Kalender Hijriah


Selasa, 04 Juni 2013

Masalah Kependudukan di Indonesia


BAB I
PENDAHULUAN

               A.      Latar Belakang
Dari hasil sensus penduduk tahun 1990 jumlah penduduk Indonesia adalah179,4 juta. Berarti Indonesia termasuk negara terbesar ke tiga di antara negara-negara yang sedang berkembang setelah Gina dan India. Dibanding dengan jumlah sensus tahun 1980 maka akan terlihat peningkatan penduduk Indonesia rata-rata 1,98% pertahun. Berdasarkan hasil proyeksi penduduk, jumlah penduduk Indonesia pada tahun 1995 sebanyak 195,3 juta jiwa.
Bila dilihat dari luas wilayah pada peta penyebaran penduduknya terlihat tidak merata di 27 propinsi. Berdasarkan hasil sensus penduduk tahun 1990 sekitar 60% penduduk tinggal di pulau Jawa, padahal luas pulau Jawa hanya 7% dari luas wilayah Indonesia. Dilain pihak pulau Kalimantan yang luas wilayahnya hanya ditempati oleh 5% dari jumlah penduduknya. Kondisi tersebut menunjukan bahwa kepadatan penduduk Indonesia tidak seimbang.
Kondisi tersebut memerlukan upaya pemerataan dan upaya tersebut telah dilaksanakan melalui program transmigrasi dan gerakan kembali ke Desa. Dilihat dari tingkat pertambahan penduduknya, Indonesia masih tergolong tinggi, hal ini bila tidak diupayakan pengendalianya akan menimbulkan banyak masalah.
Di Indonesia dari tingkat partisipasi anak usia sekolah baru mencapai 53% meskipun wajib belajar pendidikan dasar 9 tahun telah dicanangkan oleh pemerintah. Dibanding negara tetangga, tingkat partisipasi pendidikan kita tergolong rendah. Hongkong misalnya tahun 1985 telah mencapai 95%, Korea Selatan 88% dan Singapura telah mencapai 95 %.
Masalah-masalah lain seperti ketenaga kerjaan 77% angkatan kerja masih berpendidikan rendah. Dampaknya terhadap pendapatan perkapita yang pada gilirannya akan berpengaruh terhadap kualitas hidup. Juga terhadap kehidupan rumah tangga seperti perceraian dan perkawinan yang akan berpengaruh terhadap angka kelahiran dan kematian yang dalam banyak hal dijadikan indikator bagi kesejahteraan suatu negara.
Nampaknya sederhana, tetapi harus diingat bahwa manusia adalah sebagai subjek tetapi juga sekaligus objek pembangunan sehingga bila tidak diantisipasi mungkin pada gilirannnya akan berakibat ketidakstabilan atau kerapuhan suatu negara.

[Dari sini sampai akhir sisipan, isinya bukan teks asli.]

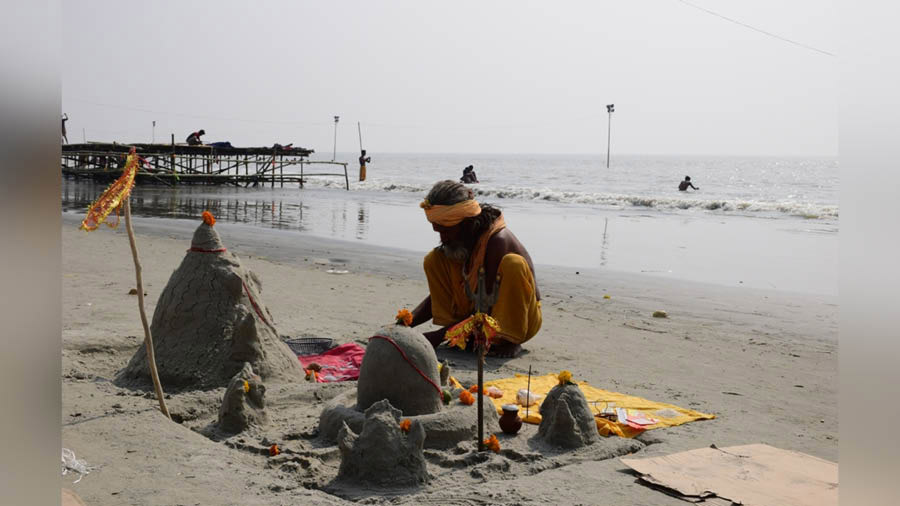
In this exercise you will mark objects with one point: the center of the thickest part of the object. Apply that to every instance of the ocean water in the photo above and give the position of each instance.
(755, 222)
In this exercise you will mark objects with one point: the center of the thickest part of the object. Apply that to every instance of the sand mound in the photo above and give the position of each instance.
(382, 454)
(208, 321)
(400, 366)
(567, 419)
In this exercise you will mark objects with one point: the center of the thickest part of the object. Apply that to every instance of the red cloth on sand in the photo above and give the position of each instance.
(340, 363)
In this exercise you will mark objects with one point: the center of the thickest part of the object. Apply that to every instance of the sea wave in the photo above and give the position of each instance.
(801, 209)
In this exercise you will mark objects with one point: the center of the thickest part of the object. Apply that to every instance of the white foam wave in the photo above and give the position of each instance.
(613, 200)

                B.       Rumusan Masalah
Berdasarkan latar belakang diatas, maka rumusan masalah dalam penelitian ini adalah sebagai berikut:
1.      Bagaimana kependudukan di Indonesia ?
2.      Seberapa besar tingkat kelahiran dan kematian penduduk di Indonesia ?
3.      Dan cara menyeimbangkan antara kelahiran dan kematian ?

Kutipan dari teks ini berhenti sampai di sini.